Le gros bon sens peut se transmuter en fin bon sens, mais l'habileté à manipuler finement autrui est le fond de sac mémoriel de l'ego narcissique, il a un besoin viscéral de prendre le micro et attirer l'attention sur sa personne. Son manque d'assurance et d'identité voile le voile de son périsprit. Du pain sur la planche pour l'esprit qui va buriner cet ego. 

 

Deux personnes sur deux longueurs d'ondes différentes ne peuvent que s'ajuster sur les fonctionnalités et banalités du quotidien. C'est le gage d'une relation "tranquille" où l'un et l'autre peuvent bénéficier d'un contact sans dispersion d'énergies. S'il y a astralisation par manipulations il faut s'attendre à une guerre impitoyable contre cette vampirisation et cette domination.

 

La déontologie, la pédagogie, la connaissance des comportements et sensibilités des egos sont des attributs qui permettent de jauger, de rendre prévisibles les effets de son intelligence sur autrui et de mettre le silencieux à sa parole. A ce stade le supra ego, qui ordinairement envoie fléchettes et ogives, mettra de l'eau dans son vin… L'avantage de garder pour soi son intelligence est un gain de tranquillité et d'énergies mentale qui n'est pas perdue à force de vouloir briller, dire et/ou convaincre autrui.

 

Le travail d'initiation solaire abrase toutes pulsions de l'être qui n'est pas mûr, qui aime enseigner le "faites ce que je dis et pas ce que je fais"… Il est dans sa dichotomie primitive du "je sais tout". Passée la barre de la déspiritualisation son ego se tasse, il en a cure de sa propre intelligence, il la vit plus qu'il n'en parle.

 

Une initiation réussie se concrétise par un ego déspiritualisé, dé-égoïfié déconditionné de ses illusions spirituelles. Il préfère rester dans le confort de la contenance des énergies qui ordinairement pousse son tempérament vaniteux et orgueilleux à parler à tort et à travers et à empêcher l'humain d'aller au bout de sa programmation, de son karma personnel et planétaire.

 

Évoluer c'est non pas pour enseigner, pour justifier son existence ou pour se donner une identité… C'est d'abord évoluer pour soi-même, c’est le b.a.-ba de l’enseignement du Bernard originel et non des clones produits par l’astral qui lui aussi se supramentalise… Il s'est créé lors de la grande époque de l'Instruction supramentale ou "élitisme" de la première heure, comme pour le nazaréen avec ses disciples, des mémoires de l'instruction qui mélangées aux mémoires animiques sillonnent les grands boulevards astraux et lucifériens. Un bon gros discernement devrait mettre la hache dans tout ça pour ne pas spiritualiser l'énergie supramentale, pour se faire habiter vibratoirement par son esprit et son double…

 

L'homme en passe de devenir nouveau, donc en apprentissage de perfectionnement de ses attributs, apprend le respect. Il découvre ce qu'est le respect "réel" de soi et d'autrui pour remplacer les manipulations sournoises de la diplomatie. "Qui s'assemble se ressemble", progressivement il est attiré par des êtres sur la même longueur d'ondes pour rassasier son besoin et sa soif d'échanges avec l'intelligence du double des autres. Avec le bémol que tous ne sont pas au même étage de l'ascenseur de la conscience. Le contrôle de la vibration est nécessaire pour éviter la surcharge, l'empiètement, l'empilement d'images nouvelles sur des images anciennes encore en vigueur, en dépit de la bonne volonté à vouloir progresser dans son évolution.

 

Nul besoin de se mettre la pression et de mettre la charrue avant les bœufs, l'ego ne décide rien, l'énergie de l'esprit et du double ont chacun un agenda synchrone de descente dans la matière.
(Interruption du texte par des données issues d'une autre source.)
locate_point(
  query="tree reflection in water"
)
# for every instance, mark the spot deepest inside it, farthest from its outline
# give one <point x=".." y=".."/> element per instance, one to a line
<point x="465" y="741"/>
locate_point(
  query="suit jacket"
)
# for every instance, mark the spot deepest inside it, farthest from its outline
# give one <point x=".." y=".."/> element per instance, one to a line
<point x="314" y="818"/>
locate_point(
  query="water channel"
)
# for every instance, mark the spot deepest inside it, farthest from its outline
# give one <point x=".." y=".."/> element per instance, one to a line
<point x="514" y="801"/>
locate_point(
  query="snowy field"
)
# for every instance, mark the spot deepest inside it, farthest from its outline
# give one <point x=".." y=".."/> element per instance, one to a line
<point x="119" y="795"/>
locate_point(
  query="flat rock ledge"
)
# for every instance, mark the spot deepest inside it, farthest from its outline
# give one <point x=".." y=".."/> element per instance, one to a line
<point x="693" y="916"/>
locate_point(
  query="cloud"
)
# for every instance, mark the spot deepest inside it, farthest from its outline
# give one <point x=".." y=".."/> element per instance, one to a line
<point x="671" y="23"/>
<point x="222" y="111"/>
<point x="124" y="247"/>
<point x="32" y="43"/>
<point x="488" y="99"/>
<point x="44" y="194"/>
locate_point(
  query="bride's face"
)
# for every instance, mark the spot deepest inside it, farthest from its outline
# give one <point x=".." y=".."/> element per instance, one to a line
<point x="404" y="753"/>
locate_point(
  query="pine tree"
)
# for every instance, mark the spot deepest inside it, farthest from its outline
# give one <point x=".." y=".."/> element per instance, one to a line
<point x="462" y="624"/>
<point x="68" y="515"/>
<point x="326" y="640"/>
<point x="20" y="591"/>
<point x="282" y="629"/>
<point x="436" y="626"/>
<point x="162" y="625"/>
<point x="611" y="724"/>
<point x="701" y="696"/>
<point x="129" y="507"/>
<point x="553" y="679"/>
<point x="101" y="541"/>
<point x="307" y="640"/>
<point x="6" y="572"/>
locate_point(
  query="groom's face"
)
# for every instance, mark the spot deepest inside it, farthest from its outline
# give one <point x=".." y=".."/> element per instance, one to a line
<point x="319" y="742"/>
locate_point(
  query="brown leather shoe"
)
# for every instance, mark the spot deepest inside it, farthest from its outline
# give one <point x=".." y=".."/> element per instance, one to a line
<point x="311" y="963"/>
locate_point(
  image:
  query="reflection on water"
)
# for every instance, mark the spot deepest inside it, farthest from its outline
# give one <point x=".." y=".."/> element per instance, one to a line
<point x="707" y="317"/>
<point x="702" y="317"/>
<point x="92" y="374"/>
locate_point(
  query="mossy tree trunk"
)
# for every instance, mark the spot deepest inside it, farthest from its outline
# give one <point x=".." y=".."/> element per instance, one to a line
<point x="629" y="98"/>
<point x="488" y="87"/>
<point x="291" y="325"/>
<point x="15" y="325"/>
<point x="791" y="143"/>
C'est ainsi que l'intégration de la compréhension des gens et du monde se fait progressivement par la migration du mental inférieur à l'étage supérieur. Il en va de même pour l'intégration de l'instruction qui, arrivée trop tôt dans sa sortie de l'involution, est encore trempée et dégoulinante d'ignorances et d'illusions de se croire fusionné après avoir écouté toutes les conférences. Cette intégration se fait en plusieurs paliers, dépendant de son habileté à s'adapter et à intégrer le taux vibratoire de chaque pallier.

 

La maturité vient avec l'expérience de l'âme dans ses multiples incarnations. Cette maturité est proportionnelle à l'énergie stockée dans le sac animique ; énergie de ses propres expériences et énergies des émotions expérimentées par l'égo à la solde de l'âme. D'où son insécurité dès qu'il s'éloigne de celle-ci… 

 

Tous ces dits besoins (se prouversentir qu'il a raisonest sur la bonne voie, a des choses à dire, est dans son identité, est intelligent créativement) ne sont pas les siens, ils appartiennent à une âme dominatrice qui insuffle l'énergie de ces besoins pour son propre compte expérientiel, c'est ça qui est naturel. En évoluant, en se conscientisant il se détache de son âme pour entrer dans sa conscience prépersonnelle et en contact étroit avec son jumeau cosmique, à ce stade ses besoins sont réellement les siens. 

 

Pour l'ego sortir de l'astralité de l'âme est une prise de congé avec des besoins factices. Plus la télépsychie se perfectionne plus ce congé devient définitif. En réalité l'âme expérimente pour forcer l'ego à en faire autant dans un but commun : stocker assez d'énergie atomique pour une fusion réussie avec le trio "ego, esprit, double". L'énergie du double ainsi descendue récupère l'énergie des 4 cerveaux rationnel, intuitif, émotionnel qui fusionnent en un seul cerveau : le cerveau éthérique. Nous sommes tous des bombes atomiques intelligentes en devenir, nous utiliserons notre volonté, comme le font les esprits universels, pour devenir créateurs d'autres vies dans d'autres mondes avec l'intelligence de l'énergie cosmique.

 

Un artiste réel maîtrise à la perfection son art. La maitrise est une habileté intelligente à supporter la pression de son énergie créative.

 

Où l'on voit que le discernement est la seule arme intelligente à la disposition de l'ego pour "sentir" la pression créative, différente de toutes autres, qui pousse à devenir créateur de sa vie et non celle de son âme. 

 

Un égo mal décapé, mal dégrossi laissera forcément son empreinte dans tout ce qu'il touche en parole, en écriture ou autre support de sa créativité. Son empreinte doit être transparente et créative pour servir ses besoins d'équilibre dans son évolution avant les besoins de ses congénères.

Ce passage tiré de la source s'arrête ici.